Czyli idealny pomysł na nieco inny niedzielny obiad.
Ten przepis zawsze idealnie mi się sprawdza, kiedy podejmuję gości. Dużą część można sobie przygotować dzień wcześniej i jest to zdecydowana zaleta (ba! zamarynowane na noc mięso jest jeszcze lepsze, niż przyrządzone chwilę przed podaniem).
Lubię ten przepis, bo polędwiczka wychodzi idealnie soczysta, delikatna i jednocześnie danie to wygląda bardzo ładnie na talerzu.
Polędwiczkę podaję na puree z selera, z blaszowanym szpinakiem z dodatkiem czosnku i sosem na bazie miodu i octu balsamicznego.
Składniki (dla ok. 3 osób):
Polędwiczka:
1 polędwiczka wieprzowa (moja miała 650 g)
ok 20 plastrów szynki parmeńskiej
2 łyżki musztardy miodowej
4 łyżki ciemnego sosu sojowego
2 łyżki oliwy z oliwek
oliwa do posmarowania rolady
świeżo zmielony pieprz
Puree z selera:
1 duży seler
0,5 l mleka
sól, pieprz
ok. 100 g serka mascarpone
łyżka masła klarowanego
1 mała cebula
Szpinak
1 opakowanie szpinaku baby (duże)
1 ząbek czosnku
1 łyżka masła klarowanego
Sos:
100 ml octu balsamicznego
2 łyżki miodu
3 łyżki żurawiny (ze słoiczka)
Przygotowanie:
Polędwiczka:
1. W pierwszej kolejności zajmujemy się polędwiczką. Wycinamy z niej błony i ścięgna.
2. W miseczce rozrabiamy musztardę, 2 łyżki oliwy oraz sos sojowy.
3. Taką marynarą nacieramy polędwiczkę. Jeśli masz czas, zamarynuj mięso poprzedniego dnia wieczorem (gorąco polecam!).
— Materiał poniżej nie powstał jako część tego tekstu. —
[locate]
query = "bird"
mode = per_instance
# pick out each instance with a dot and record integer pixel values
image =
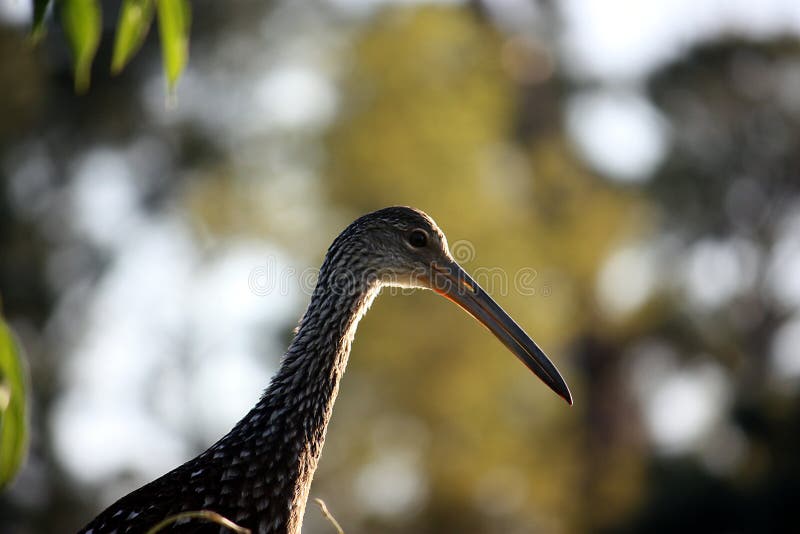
(258, 475)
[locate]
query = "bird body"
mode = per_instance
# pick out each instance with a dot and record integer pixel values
(259, 474)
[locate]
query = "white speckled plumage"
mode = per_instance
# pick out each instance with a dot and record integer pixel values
(259, 474)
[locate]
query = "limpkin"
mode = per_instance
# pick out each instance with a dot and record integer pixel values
(259, 474)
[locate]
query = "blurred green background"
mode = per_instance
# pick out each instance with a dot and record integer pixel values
(624, 176)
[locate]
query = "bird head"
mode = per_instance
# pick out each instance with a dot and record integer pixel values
(402, 246)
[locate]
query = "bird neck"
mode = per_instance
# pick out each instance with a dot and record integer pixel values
(287, 428)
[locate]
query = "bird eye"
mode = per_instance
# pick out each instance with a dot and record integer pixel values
(418, 239)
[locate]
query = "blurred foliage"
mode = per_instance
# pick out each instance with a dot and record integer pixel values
(428, 122)
(441, 109)
(13, 400)
(82, 21)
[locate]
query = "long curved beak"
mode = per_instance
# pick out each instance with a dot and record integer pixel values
(453, 283)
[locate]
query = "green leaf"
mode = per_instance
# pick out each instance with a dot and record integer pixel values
(82, 23)
(39, 11)
(134, 22)
(13, 421)
(173, 23)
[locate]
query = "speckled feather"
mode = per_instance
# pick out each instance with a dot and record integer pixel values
(259, 474)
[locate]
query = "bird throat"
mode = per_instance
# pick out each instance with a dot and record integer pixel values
(287, 427)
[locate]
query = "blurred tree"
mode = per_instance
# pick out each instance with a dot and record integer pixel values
(429, 121)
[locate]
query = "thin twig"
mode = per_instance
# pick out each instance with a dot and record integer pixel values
(206, 515)
(328, 515)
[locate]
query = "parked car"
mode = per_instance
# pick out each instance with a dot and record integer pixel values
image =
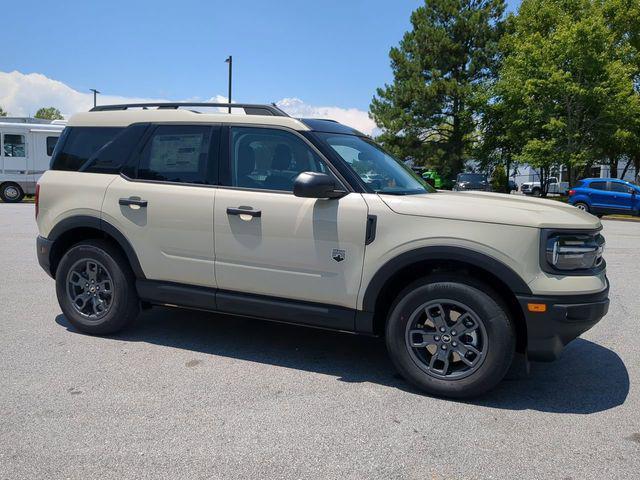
(471, 181)
(553, 187)
(601, 196)
(26, 148)
(264, 215)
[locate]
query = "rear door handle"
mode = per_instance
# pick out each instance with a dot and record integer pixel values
(244, 211)
(133, 201)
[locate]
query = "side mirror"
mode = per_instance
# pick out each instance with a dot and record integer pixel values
(316, 185)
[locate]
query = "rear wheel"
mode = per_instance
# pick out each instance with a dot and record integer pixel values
(450, 336)
(96, 288)
(582, 206)
(11, 192)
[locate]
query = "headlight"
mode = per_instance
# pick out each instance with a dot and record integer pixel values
(573, 251)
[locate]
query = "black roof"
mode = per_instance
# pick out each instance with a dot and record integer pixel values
(329, 126)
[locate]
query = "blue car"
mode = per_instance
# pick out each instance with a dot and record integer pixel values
(601, 196)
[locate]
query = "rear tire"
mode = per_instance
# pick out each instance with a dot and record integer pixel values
(11, 192)
(582, 206)
(96, 288)
(465, 319)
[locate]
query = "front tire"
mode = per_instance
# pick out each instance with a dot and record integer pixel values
(96, 288)
(450, 336)
(11, 192)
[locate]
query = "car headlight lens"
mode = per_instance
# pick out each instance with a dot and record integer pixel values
(564, 251)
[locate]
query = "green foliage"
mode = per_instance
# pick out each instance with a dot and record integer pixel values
(499, 180)
(49, 113)
(429, 112)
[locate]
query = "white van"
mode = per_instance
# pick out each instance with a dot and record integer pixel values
(26, 145)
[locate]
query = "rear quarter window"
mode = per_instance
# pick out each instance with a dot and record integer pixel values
(79, 144)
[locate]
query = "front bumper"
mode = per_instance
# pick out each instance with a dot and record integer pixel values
(565, 318)
(43, 249)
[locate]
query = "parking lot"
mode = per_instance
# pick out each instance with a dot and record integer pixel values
(193, 395)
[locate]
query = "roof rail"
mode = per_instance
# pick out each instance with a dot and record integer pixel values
(249, 108)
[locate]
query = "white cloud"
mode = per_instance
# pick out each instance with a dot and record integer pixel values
(23, 94)
(358, 119)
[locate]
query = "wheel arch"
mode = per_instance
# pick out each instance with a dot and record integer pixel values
(75, 229)
(404, 269)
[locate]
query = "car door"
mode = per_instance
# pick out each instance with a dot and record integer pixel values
(163, 203)
(621, 198)
(272, 243)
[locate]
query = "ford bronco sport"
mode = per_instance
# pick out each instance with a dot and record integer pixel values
(310, 222)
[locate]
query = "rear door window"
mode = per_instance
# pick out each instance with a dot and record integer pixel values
(180, 154)
(79, 144)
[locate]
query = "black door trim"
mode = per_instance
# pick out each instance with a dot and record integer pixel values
(333, 317)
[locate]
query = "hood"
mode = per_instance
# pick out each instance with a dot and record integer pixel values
(492, 208)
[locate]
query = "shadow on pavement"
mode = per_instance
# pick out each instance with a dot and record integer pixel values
(587, 378)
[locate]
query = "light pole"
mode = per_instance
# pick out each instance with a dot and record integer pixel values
(95, 93)
(230, 62)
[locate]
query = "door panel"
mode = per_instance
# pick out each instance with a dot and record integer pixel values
(172, 235)
(297, 248)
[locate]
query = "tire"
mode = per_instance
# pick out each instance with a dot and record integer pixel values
(493, 336)
(11, 192)
(582, 206)
(96, 312)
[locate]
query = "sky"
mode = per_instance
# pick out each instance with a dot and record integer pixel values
(315, 58)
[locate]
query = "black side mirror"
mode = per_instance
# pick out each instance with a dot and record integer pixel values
(316, 185)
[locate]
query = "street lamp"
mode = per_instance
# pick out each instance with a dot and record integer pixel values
(95, 93)
(230, 62)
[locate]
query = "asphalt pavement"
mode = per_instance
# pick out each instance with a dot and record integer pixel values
(189, 395)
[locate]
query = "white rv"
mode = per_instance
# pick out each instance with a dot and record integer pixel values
(26, 145)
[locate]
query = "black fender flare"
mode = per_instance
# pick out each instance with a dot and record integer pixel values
(442, 253)
(88, 221)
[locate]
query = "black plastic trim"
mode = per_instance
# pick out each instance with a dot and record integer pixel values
(566, 317)
(370, 236)
(320, 315)
(442, 253)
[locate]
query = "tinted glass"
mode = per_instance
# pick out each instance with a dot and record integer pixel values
(79, 144)
(380, 171)
(619, 187)
(270, 159)
(115, 153)
(177, 153)
(14, 145)
(51, 145)
(598, 185)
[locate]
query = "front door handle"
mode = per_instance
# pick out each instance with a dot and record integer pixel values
(244, 211)
(133, 201)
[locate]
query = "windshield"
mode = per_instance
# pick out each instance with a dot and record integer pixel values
(471, 177)
(379, 170)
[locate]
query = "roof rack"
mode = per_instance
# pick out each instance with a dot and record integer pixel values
(249, 108)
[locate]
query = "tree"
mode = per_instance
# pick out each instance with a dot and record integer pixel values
(49, 113)
(429, 112)
(567, 85)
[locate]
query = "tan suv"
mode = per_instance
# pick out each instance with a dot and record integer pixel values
(310, 222)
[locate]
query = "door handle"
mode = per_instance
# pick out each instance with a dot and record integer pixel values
(133, 201)
(244, 211)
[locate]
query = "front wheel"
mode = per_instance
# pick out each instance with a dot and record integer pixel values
(96, 288)
(11, 192)
(450, 336)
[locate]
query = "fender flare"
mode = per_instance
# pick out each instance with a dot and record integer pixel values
(88, 221)
(442, 253)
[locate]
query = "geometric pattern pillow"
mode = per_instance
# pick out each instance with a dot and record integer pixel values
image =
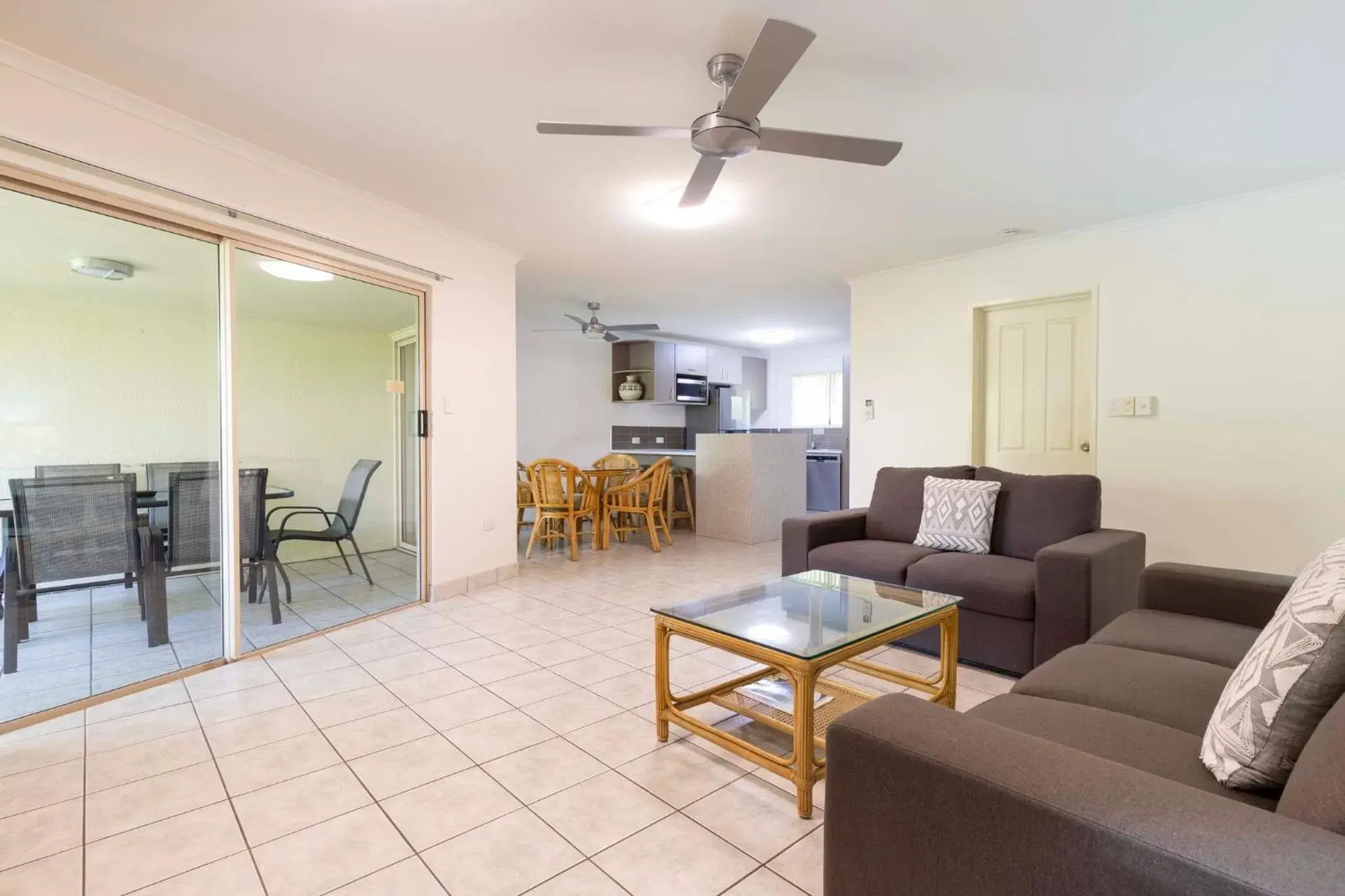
(958, 515)
(1286, 683)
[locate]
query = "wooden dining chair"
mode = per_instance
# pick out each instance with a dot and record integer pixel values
(563, 498)
(640, 500)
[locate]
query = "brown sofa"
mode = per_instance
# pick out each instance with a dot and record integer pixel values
(1086, 778)
(1052, 575)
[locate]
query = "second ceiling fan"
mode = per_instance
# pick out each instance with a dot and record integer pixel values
(734, 129)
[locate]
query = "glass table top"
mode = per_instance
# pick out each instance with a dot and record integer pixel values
(808, 614)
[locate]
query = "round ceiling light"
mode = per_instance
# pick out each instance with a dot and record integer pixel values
(771, 336)
(290, 270)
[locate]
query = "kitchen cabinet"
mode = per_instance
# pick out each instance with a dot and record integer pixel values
(724, 364)
(690, 359)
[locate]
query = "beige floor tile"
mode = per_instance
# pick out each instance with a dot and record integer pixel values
(802, 864)
(498, 735)
(600, 812)
(242, 703)
(584, 879)
(764, 883)
(323, 857)
(232, 876)
(144, 761)
(41, 832)
(273, 763)
(150, 800)
(468, 651)
(156, 852)
(542, 770)
(350, 706)
(460, 708)
(41, 788)
(255, 731)
(617, 740)
(681, 773)
(573, 710)
(408, 878)
(486, 861)
(296, 803)
(530, 687)
(60, 875)
(409, 765)
(450, 806)
(753, 816)
(674, 857)
(627, 691)
(372, 734)
(428, 685)
(498, 668)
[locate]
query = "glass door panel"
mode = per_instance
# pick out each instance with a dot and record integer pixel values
(109, 453)
(320, 421)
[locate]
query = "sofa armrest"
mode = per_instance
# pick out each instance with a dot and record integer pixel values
(923, 800)
(1231, 595)
(1083, 584)
(802, 534)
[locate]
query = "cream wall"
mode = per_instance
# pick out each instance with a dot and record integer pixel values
(471, 383)
(1231, 313)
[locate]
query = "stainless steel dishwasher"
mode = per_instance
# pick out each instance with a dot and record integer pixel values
(824, 481)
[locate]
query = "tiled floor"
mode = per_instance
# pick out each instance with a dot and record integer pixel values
(92, 640)
(490, 744)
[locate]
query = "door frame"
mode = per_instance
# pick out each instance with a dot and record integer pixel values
(978, 366)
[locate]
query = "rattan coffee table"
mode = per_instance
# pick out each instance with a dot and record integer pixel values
(798, 628)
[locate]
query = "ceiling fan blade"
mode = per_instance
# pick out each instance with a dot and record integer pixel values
(772, 58)
(805, 142)
(703, 182)
(612, 131)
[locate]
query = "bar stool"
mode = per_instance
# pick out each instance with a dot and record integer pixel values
(681, 476)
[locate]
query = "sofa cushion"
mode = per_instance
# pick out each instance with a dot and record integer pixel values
(1315, 789)
(868, 559)
(1216, 641)
(1038, 511)
(1111, 735)
(899, 500)
(1286, 683)
(1172, 691)
(985, 582)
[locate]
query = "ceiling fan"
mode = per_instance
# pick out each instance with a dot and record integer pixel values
(732, 129)
(594, 328)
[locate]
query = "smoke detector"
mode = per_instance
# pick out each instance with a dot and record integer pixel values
(102, 268)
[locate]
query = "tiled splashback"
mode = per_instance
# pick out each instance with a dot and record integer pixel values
(623, 437)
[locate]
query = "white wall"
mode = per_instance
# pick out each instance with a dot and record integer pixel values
(471, 385)
(782, 366)
(565, 405)
(1231, 313)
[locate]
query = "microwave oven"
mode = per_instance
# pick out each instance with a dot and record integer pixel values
(692, 390)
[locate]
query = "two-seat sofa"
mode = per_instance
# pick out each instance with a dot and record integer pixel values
(1086, 777)
(1052, 575)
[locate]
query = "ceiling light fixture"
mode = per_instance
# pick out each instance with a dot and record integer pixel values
(290, 270)
(771, 336)
(102, 268)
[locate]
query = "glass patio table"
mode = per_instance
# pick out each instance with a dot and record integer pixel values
(798, 628)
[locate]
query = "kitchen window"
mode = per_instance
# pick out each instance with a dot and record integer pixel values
(816, 399)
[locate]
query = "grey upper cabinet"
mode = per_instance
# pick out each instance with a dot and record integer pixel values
(692, 359)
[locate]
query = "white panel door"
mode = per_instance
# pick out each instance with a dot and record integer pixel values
(1039, 387)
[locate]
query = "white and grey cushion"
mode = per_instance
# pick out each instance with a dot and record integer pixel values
(958, 515)
(1292, 676)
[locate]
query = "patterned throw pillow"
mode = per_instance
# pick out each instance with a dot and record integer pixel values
(958, 515)
(1286, 683)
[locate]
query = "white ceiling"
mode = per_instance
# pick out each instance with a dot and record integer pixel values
(38, 238)
(1043, 114)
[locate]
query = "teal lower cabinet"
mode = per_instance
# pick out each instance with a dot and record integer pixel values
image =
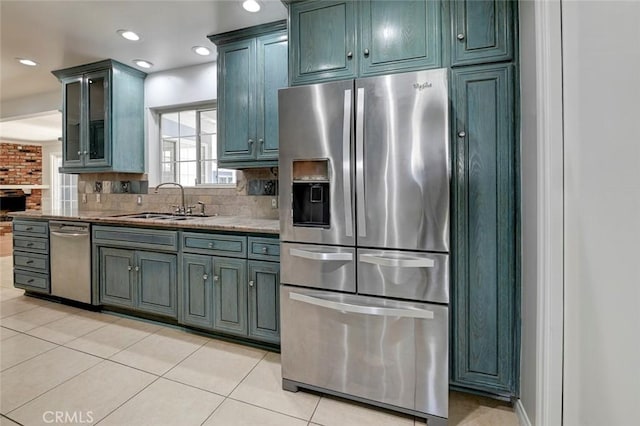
(264, 299)
(236, 295)
(136, 269)
(484, 286)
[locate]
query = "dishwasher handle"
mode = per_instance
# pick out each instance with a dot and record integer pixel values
(69, 234)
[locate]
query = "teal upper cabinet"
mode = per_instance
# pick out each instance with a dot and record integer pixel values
(252, 66)
(333, 40)
(398, 36)
(103, 122)
(482, 31)
(484, 354)
(323, 41)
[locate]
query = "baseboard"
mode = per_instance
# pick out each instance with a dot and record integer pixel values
(523, 419)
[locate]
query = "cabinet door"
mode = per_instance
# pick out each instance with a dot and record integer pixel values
(484, 326)
(96, 151)
(272, 64)
(117, 277)
(398, 36)
(264, 299)
(230, 295)
(236, 101)
(196, 307)
(482, 31)
(323, 41)
(71, 122)
(157, 283)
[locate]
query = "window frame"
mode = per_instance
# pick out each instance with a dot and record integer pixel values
(198, 107)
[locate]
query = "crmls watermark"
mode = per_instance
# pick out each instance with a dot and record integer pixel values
(67, 417)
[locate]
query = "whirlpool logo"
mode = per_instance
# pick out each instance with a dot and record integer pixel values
(422, 86)
(67, 417)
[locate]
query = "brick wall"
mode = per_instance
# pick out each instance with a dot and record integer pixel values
(22, 165)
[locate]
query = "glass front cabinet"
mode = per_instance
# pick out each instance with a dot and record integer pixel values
(102, 118)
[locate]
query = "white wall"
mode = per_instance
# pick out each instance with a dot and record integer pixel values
(181, 86)
(601, 59)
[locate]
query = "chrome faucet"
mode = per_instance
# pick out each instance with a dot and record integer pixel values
(180, 209)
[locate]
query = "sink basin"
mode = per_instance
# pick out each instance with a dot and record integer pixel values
(159, 216)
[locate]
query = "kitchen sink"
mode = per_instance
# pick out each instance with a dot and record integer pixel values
(160, 216)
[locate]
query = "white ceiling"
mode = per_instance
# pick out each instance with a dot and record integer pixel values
(60, 34)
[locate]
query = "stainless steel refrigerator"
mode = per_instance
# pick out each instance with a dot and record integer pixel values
(364, 224)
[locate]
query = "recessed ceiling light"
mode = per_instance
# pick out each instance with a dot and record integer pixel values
(142, 63)
(251, 5)
(129, 35)
(27, 62)
(201, 50)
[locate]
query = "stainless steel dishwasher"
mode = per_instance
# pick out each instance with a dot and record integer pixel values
(70, 245)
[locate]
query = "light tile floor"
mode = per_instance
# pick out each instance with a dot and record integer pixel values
(106, 369)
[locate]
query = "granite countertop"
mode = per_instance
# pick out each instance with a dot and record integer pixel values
(219, 223)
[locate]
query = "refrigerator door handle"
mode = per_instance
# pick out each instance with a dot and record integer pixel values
(346, 162)
(360, 188)
(397, 263)
(360, 309)
(314, 255)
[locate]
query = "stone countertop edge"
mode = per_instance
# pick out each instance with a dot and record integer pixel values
(215, 223)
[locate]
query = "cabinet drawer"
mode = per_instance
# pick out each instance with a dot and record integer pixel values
(36, 245)
(31, 281)
(264, 248)
(31, 227)
(223, 245)
(36, 262)
(136, 237)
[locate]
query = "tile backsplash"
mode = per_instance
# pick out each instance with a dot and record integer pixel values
(120, 192)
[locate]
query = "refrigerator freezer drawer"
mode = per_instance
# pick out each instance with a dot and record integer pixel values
(391, 352)
(404, 275)
(324, 267)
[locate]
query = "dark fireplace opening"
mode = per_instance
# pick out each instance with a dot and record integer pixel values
(11, 200)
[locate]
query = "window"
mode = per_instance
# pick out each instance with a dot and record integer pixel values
(64, 194)
(188, 148)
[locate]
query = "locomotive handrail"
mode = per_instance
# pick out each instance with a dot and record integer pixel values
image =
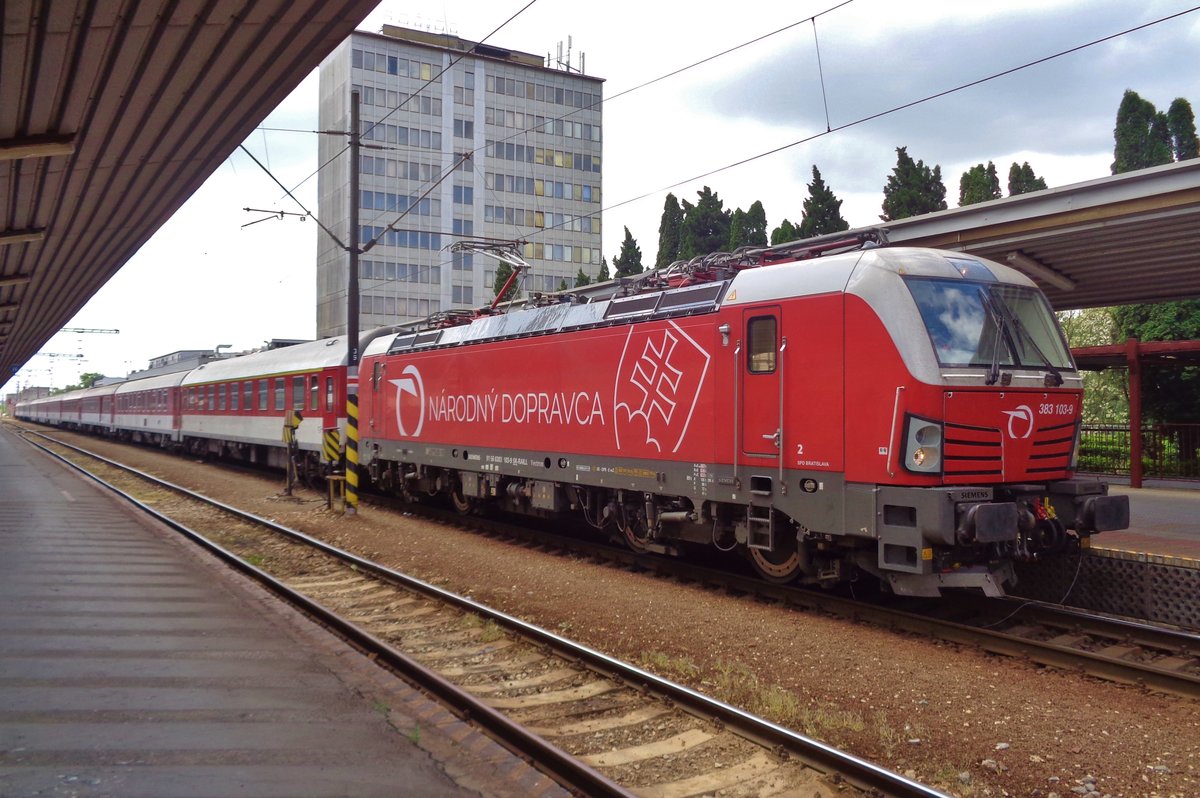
(892, 436)
(783, 437)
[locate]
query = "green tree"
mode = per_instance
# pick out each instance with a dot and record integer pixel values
(87, 379)
(784, 233)
(670, 233)
(629, 261)
(1105, 396)
(1141, 136)
(706, 226)
(912, 189)
(737, 231)
(748, 228)
(1021, 180)
(1181, 124)
(502, 276)
(978, 185)
(822, 210)
(1170, 394)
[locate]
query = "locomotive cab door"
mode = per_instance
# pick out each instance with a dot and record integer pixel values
(761, 382)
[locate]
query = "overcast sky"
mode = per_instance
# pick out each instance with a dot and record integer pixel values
(204, 280)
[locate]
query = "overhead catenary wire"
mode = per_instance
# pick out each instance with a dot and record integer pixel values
(418, 93)
(829, 129)
(900, 107)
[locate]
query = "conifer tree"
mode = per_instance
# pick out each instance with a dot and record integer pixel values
(1143, 141)
(822, 210)
(670, 233)
(706, 226)
(784, 233)
(737, 231)
(502, 276)
(756, 225)
(912, 189)
(1141, 136)
(1021, 180)
(1181, 123)
(629, 261)
(978, 185)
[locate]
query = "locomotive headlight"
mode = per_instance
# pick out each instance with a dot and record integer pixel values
(923, 447)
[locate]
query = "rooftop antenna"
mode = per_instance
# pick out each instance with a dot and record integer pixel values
(565, 64)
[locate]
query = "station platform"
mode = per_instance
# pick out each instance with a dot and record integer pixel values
(135, 664)
(1164, 527)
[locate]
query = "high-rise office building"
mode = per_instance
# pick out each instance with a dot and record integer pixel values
(460, 141)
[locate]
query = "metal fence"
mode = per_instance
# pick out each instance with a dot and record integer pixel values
(1169, 450)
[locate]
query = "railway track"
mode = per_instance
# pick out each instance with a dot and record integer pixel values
(1116, 649)
(597, 725)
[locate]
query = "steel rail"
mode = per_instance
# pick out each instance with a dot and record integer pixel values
(857, 772)
(561, 766)
(989, 640)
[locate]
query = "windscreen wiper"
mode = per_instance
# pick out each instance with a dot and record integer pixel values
(1055, 375)
(999, 324)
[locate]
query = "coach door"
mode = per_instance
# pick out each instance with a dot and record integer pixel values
(761, 382)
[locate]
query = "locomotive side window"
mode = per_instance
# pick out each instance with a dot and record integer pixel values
(761, 335)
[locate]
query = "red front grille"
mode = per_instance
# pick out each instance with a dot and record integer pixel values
(975, 454)
(972, 454)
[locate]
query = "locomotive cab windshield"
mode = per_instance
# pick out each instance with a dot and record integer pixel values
(990, 325)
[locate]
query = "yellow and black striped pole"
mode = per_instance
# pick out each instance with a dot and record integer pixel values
(352, 319)
(352, 448)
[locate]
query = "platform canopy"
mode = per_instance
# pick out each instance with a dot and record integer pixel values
(112, 114)
(1117, 240)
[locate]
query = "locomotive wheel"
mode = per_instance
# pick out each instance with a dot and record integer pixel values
(637, 543)
(779, 565)
(462, 504)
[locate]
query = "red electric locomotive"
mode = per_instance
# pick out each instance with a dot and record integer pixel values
(907, 413)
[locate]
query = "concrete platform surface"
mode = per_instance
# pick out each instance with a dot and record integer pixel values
(133, 665)
(1163, 522)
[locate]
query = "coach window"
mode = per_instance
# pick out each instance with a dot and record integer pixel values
(761, 333)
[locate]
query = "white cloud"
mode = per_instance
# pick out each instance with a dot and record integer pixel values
(203, 280)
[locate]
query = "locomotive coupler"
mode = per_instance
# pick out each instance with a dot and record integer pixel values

Ja po zamarynowaniu mięsa pakuję je próżniowo i leżakuje tak w lodówce do następnego dnia.
4. Piekarnik rozgrzewamy do 190 stopni.
5. Na desce układamy plastry szynki parmeńskiej. Wszystkie z nich powinny na siebie nachodzić, żeby dobrze owinąć nimi mięso.
6. Na tak przygotowaną szynkę wykładamy zamarynowaną polędwiczkę. Przyprawiamy ją sporą ilością grubo mielonego świeżego pieprzu, a następnie zawijamy w roladę.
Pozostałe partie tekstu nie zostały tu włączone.